1. Be aware of your goals for calling upon students.
As teachers, it is vitally important that we are goal oriented. As such, we should establish goals not only for learning outcomes but for classroom management and maintaining an atmosphere that is beneficial to learning. Whether or not the method for calling on students is effective depends on whether it effectively supports your teaching goals. Do you want to make sure the students are paying attention? Do you want to generate formative discussion? Do you want to assess understanding? Set appropriate goals, then gear classroom questioning toward accomplishing them. Periodically, evaluate how effectively the method supports your goals, then adapt the method if necessary to better suit your needs.
2. Make question-and-answer a class activity, not an individual one.
Asking students questions, when done incorrectly, can actually be like giving the class permission to check out. Avoid creating situations that only require one person to think. If I ask, "Johnny, what is the square root of 9?" anyone not named Johnny knows they can relax and they miss out on the practice or the thinking that the question was meant to provoke. Instead, direct questions to the whole class. I often phrase questions similar to the following manner, "Here is a question that I'd like you to answer: what is the square root of 9? I'll give you ten seconds." This way, students know what the question is and how much time they have to think about it. If I ask, "Okay class, what is the value of $x$ in this diagram? I'll give you 40 seconds." Students know that they have enough time to think carefully, work out the answer on paper, and perhaps even consult a classmate- and they don't expect that they should know the answer immediately.
Clearly, it's important for this method that students are not shouting out answers when they arrive at them, but waiting until the time expires with their hand raised or their pencil down, and that the teacher actually gives enough time to think about the question before calling on a student volunteer or by name. This way the student who takes longer to think or has to write intermediate steps has time to arrive at an answer and is able to meaningfully participate. This makes a huge difference in student confidence when answering questions in front of the class.
3. Ask questions with open answers
Don't ask questions that allow for guessing, like "yes or no" questions, like "is this a right triangle?", or even worse, "This is a right triangle, isn't it?" Even if the student answers correctly, it's not as helpful for determining if they understand or are paying attention than an open ended question that must be answered in a complete sentence.
4. Follow through by asking about reasoning
Regardless of whether the answer is correct, ask the student how they arrived at their answer. This will allow other students who arrived at the same answer to understand common errors, which develops an atmosphere where it's okay to give a wrong answer, or allow students who are making errors to observe how to get to the right answer. I'll often ask for a second student to try to explain the reasoning of the first in the event that the first answer is correct.

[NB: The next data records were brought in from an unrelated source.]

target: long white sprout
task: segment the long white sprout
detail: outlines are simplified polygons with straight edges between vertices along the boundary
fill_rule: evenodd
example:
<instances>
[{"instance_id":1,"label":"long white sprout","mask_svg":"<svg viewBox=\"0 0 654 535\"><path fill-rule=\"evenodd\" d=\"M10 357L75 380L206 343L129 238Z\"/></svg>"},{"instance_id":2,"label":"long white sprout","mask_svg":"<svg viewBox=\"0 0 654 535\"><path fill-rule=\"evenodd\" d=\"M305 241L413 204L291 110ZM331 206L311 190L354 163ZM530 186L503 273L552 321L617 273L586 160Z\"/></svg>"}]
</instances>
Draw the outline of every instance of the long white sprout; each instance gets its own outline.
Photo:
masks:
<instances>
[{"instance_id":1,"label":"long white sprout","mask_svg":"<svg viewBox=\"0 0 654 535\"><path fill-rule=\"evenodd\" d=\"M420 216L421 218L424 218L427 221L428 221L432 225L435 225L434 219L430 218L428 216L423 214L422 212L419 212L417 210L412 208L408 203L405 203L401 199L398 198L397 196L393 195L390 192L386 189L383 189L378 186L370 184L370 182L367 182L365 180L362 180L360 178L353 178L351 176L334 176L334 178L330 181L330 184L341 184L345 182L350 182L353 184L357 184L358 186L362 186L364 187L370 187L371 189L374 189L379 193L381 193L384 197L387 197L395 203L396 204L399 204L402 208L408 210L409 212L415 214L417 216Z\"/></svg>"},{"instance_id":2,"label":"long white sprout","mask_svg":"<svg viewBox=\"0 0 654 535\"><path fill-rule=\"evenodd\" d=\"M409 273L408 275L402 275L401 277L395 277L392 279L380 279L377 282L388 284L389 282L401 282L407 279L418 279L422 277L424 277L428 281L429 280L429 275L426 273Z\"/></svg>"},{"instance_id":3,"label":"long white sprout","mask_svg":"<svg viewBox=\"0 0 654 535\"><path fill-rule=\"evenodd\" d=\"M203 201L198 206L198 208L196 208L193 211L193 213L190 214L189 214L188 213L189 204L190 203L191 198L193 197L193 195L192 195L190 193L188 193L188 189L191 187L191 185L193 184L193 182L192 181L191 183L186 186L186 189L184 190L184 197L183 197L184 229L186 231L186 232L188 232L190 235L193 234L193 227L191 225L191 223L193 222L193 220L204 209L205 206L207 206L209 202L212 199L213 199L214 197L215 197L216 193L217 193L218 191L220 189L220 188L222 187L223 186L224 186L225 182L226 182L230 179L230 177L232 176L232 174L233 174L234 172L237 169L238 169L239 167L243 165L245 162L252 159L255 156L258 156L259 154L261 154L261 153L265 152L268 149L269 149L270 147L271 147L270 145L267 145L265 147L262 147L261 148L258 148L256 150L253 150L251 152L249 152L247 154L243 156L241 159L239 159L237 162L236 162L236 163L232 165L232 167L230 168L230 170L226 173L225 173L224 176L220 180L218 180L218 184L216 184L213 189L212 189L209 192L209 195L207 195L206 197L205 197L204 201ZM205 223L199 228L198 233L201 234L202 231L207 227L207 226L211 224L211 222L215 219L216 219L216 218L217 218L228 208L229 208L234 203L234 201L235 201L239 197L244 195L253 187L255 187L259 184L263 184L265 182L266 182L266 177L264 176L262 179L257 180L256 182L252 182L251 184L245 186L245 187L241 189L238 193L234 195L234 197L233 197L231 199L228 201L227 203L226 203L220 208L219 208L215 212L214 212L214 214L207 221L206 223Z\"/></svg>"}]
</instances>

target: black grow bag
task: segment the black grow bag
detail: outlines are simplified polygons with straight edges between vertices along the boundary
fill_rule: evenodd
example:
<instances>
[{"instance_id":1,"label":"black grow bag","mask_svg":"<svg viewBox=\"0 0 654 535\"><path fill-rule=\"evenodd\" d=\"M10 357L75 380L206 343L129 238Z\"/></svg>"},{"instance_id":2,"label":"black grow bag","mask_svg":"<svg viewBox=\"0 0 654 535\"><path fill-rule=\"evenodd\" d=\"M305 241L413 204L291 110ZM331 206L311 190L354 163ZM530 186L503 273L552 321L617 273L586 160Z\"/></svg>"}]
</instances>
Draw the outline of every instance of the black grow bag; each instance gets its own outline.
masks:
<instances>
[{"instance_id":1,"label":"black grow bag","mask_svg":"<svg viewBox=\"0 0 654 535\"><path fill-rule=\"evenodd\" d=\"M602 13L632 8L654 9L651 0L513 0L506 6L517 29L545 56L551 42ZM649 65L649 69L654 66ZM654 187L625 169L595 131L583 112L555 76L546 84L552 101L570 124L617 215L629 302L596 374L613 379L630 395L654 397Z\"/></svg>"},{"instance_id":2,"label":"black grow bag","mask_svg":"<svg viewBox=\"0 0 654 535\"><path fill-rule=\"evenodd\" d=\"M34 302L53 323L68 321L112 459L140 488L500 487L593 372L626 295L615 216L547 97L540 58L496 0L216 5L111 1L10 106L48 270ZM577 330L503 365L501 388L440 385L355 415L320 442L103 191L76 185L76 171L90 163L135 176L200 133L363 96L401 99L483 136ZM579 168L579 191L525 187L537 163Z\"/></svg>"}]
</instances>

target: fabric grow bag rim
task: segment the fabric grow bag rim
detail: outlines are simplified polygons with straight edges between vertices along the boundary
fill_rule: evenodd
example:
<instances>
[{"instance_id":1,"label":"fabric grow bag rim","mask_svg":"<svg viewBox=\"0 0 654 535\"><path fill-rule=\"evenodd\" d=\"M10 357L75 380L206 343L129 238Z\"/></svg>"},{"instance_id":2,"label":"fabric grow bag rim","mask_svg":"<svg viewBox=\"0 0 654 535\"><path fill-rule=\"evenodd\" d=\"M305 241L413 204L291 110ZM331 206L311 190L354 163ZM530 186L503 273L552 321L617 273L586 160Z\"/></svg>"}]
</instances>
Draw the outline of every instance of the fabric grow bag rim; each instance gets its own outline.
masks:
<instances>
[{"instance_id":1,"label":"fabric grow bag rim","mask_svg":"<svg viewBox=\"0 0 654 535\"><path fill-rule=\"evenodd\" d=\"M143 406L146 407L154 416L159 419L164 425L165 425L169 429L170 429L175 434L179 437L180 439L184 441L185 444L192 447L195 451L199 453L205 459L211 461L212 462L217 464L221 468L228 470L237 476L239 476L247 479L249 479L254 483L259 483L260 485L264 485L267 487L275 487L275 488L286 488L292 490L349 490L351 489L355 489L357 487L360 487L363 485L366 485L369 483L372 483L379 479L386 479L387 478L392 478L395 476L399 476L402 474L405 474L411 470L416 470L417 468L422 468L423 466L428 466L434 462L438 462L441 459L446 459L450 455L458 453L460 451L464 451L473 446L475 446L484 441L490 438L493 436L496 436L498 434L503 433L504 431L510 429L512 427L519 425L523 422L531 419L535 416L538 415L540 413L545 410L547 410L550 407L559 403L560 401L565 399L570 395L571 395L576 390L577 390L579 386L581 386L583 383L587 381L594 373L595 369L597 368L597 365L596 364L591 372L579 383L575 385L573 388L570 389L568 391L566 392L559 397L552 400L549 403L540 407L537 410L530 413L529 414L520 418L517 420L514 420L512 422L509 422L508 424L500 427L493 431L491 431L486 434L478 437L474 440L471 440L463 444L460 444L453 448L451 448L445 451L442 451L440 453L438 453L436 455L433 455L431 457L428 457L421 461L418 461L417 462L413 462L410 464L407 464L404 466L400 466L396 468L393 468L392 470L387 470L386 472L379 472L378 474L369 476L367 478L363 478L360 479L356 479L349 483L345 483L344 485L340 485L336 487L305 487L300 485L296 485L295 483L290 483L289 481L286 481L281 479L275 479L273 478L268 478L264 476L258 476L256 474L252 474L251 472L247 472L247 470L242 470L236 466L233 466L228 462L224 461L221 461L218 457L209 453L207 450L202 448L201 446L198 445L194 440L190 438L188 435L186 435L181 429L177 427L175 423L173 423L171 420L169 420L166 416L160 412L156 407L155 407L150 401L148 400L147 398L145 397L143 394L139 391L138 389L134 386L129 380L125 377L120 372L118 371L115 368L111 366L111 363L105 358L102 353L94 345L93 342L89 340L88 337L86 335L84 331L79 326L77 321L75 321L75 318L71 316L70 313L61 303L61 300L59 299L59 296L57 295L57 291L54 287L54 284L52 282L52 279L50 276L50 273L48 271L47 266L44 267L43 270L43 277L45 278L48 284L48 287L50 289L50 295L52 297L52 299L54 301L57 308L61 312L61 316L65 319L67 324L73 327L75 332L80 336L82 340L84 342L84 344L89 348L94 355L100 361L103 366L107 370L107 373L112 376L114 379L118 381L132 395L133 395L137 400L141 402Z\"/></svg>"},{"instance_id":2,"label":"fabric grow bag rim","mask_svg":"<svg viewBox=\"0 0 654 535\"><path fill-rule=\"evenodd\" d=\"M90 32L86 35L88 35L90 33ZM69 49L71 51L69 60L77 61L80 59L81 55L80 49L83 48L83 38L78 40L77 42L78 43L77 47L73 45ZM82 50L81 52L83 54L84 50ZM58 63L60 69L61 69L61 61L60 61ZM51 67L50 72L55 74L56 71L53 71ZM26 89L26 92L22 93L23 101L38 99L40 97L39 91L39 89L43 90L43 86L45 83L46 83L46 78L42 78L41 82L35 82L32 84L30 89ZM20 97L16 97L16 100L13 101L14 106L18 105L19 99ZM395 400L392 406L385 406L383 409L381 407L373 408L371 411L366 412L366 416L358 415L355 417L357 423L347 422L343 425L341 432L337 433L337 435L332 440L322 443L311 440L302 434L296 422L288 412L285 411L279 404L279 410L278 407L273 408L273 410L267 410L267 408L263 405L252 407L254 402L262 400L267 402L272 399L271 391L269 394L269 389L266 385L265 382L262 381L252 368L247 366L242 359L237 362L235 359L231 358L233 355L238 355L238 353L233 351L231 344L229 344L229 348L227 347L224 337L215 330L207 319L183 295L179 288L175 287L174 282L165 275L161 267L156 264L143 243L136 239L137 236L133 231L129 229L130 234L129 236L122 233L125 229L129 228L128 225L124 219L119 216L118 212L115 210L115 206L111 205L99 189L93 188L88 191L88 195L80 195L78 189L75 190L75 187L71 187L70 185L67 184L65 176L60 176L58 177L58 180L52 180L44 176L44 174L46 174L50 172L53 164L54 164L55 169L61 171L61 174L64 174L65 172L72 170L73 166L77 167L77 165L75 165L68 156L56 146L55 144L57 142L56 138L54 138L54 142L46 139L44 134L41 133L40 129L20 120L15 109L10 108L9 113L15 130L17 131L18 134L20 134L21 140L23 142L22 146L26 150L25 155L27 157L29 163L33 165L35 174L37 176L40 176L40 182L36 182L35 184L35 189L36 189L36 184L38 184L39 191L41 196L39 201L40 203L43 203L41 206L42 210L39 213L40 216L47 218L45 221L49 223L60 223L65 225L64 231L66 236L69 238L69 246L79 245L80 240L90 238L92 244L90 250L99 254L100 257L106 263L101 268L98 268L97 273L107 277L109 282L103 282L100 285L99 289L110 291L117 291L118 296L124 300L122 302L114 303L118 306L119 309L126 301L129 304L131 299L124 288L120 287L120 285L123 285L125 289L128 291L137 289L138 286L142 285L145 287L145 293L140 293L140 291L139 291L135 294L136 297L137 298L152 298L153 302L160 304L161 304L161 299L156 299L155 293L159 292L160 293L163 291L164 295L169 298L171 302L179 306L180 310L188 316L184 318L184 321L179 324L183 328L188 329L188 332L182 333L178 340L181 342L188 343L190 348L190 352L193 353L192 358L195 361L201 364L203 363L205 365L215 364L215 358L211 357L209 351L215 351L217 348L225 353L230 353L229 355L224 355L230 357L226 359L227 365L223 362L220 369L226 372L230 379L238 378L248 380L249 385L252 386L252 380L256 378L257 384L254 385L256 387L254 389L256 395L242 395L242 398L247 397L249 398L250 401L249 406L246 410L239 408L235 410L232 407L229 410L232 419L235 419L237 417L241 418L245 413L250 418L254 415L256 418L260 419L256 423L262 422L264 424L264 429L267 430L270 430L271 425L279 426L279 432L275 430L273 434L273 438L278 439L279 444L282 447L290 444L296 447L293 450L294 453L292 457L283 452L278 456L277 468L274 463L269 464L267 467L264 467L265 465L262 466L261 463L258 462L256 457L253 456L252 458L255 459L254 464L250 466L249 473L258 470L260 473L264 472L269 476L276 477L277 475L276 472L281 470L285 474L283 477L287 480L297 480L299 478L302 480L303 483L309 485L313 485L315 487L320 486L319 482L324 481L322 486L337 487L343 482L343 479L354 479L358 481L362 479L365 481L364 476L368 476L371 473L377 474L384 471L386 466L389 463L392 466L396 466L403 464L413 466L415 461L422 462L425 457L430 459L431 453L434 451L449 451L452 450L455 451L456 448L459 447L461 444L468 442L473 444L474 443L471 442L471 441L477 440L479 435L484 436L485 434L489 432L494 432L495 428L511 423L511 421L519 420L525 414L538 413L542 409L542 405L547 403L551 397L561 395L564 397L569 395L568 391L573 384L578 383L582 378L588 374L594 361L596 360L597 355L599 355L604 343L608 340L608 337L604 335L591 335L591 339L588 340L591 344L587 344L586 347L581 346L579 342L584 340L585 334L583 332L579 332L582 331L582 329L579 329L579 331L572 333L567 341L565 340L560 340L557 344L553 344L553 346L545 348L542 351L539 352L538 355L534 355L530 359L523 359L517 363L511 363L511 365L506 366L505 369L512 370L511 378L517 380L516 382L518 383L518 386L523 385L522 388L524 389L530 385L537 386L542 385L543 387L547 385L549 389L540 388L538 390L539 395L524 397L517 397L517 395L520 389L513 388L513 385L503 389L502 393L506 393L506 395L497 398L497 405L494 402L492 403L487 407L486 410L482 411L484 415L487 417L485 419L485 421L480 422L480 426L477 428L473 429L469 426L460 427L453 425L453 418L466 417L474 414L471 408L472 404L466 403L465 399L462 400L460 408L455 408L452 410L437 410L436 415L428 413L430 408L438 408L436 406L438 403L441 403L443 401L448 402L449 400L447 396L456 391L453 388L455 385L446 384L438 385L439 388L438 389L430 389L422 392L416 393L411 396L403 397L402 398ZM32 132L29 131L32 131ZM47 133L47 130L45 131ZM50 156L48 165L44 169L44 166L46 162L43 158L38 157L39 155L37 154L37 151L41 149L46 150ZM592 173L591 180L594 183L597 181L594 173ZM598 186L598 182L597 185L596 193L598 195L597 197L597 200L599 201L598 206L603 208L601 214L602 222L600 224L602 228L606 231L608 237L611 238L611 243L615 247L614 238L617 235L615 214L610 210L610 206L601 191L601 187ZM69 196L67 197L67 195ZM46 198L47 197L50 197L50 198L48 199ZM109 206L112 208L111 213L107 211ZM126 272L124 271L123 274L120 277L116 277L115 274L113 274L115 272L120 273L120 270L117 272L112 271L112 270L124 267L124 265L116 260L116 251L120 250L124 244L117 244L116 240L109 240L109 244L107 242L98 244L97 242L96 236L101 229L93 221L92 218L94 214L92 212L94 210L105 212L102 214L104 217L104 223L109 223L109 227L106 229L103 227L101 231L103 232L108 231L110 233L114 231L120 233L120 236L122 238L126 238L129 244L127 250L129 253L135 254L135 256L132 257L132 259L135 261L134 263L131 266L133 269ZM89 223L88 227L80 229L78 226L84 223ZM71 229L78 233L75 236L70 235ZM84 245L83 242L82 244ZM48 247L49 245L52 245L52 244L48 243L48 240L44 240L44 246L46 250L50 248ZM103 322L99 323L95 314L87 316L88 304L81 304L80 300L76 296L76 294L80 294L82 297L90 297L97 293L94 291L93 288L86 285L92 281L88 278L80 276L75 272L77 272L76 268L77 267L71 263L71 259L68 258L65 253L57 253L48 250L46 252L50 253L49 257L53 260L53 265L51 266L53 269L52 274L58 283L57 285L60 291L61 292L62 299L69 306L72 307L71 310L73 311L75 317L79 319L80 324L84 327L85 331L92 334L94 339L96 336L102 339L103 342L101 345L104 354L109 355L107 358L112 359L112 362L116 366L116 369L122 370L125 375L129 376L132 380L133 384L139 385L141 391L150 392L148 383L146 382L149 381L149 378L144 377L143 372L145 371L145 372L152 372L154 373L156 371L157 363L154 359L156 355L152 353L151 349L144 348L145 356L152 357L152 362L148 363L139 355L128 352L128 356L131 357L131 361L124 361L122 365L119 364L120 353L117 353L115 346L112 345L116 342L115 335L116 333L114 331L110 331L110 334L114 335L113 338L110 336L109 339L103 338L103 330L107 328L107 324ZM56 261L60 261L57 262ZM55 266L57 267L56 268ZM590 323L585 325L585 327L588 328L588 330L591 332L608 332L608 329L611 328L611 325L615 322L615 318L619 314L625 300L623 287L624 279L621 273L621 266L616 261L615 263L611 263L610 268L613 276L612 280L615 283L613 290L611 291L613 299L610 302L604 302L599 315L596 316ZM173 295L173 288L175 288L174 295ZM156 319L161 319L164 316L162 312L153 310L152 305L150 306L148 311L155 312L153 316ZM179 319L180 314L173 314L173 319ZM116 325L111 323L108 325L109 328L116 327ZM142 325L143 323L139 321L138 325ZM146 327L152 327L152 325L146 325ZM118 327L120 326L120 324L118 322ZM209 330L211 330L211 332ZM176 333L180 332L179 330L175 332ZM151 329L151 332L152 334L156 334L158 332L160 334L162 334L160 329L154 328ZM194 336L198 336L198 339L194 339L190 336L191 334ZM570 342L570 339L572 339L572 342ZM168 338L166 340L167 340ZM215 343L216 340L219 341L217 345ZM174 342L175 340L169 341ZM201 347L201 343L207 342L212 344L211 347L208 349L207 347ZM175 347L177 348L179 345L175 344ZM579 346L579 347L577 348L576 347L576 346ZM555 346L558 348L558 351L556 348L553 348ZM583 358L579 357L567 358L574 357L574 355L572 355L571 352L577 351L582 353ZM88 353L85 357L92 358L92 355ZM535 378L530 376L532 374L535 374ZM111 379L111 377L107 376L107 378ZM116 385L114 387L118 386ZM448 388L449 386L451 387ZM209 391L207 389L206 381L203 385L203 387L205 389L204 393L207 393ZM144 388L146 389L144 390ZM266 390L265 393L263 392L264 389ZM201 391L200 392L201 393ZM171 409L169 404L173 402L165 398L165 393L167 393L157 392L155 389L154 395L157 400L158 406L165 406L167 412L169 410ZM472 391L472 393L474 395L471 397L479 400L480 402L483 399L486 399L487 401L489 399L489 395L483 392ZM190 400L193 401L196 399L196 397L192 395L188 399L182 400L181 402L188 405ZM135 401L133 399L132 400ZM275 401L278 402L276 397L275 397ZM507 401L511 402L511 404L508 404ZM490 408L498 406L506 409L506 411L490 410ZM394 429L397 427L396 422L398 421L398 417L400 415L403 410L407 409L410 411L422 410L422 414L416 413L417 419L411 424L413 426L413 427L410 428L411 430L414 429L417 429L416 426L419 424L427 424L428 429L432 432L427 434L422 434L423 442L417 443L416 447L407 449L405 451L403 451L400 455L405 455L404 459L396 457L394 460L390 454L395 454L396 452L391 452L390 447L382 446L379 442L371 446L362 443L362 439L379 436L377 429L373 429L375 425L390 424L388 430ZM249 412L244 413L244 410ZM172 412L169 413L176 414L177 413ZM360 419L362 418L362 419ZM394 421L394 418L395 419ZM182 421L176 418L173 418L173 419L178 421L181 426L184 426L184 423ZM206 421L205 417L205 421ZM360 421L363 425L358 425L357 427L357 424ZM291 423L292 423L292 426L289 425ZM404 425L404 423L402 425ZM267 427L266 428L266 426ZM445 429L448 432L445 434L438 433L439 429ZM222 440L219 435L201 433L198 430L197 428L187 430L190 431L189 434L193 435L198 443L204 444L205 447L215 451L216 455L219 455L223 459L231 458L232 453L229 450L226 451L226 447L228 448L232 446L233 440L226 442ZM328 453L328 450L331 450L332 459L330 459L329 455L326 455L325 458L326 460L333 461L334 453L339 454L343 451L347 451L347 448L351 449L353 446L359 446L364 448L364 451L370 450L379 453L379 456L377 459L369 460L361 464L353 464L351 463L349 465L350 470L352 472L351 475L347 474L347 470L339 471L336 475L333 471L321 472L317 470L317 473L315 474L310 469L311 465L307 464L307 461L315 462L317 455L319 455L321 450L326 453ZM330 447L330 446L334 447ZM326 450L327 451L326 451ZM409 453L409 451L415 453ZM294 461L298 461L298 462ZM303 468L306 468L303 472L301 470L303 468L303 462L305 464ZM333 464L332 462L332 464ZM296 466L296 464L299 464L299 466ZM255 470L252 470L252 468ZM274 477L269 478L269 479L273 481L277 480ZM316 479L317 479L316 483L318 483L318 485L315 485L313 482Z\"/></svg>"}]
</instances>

5. Make student selection fair.
Unlike some comments on the OP, I am not of the opinion that asking open questions is unfair to introverts. On the other hand, allowing students to volunteer answers, and never calling upon students, will destroy a learning atmosphere. Students will learn that they simply don't need to try to think of an answer if they don't feel like it or they find it difficult. Then it's tempting to call on students as a disciplinary action- to ask them when you know they haven't paid attention. This is detrimental to a positive learning atmosphere, causes disdain for the teacher, and hinders learning by wasting time with poor guesses and "uh, can you repeat the question?". Relying on frequent volunteers can result in students feeling that the teacher favors students who volunteer regularly or that the students who do not volunteer are inferior to students who are able to answer- "She just get's it, because she's a math wiz. I just can't do that". In the event that a regular hand-raiser does get an answer incorrect, the atmosphere is not one that encourages or accepts incorrect answers.
In my classroom, each student has a number on their assigned desk. After I ask the question and time has expired or I see that the class has finished reasoning, I roll a large die and call on the student that it picks. This keeps the selection above criticism of unfairness and the distribution of students called upon relatively uniform. I often allow students to roll the die, which adds excitement and some humor. One can find twenty and thirty sided dice from a number of retailers.
6. Get multiple answers before revealing the correct one.
When a student answers a question, before discussing the answer, I often ask another student or two for their response. When the students have multiple answers, I get excited- it's a perfect opportunity to have them demonstrate their work or reasoning on the whiteboard. I keep extra credit tickets that I offer to students who go to the board, regardless of whether or not they are correct, so students are usually excited for the opportunity to get a bonus point on a quiz or test. This helps create a classroom atmosphere where giving the wrong answer is okay, and where being wrong can actually benefit the student directly.
Overall, find a question method that works for you, works for your students, and allows your students the greatest advantage for learning. More discussion of these ideas in addition to a wealth of helpful suggestions about classroom management can be found in David R. Johnson's book, Every Minute Counts: Making Your Math Class Work.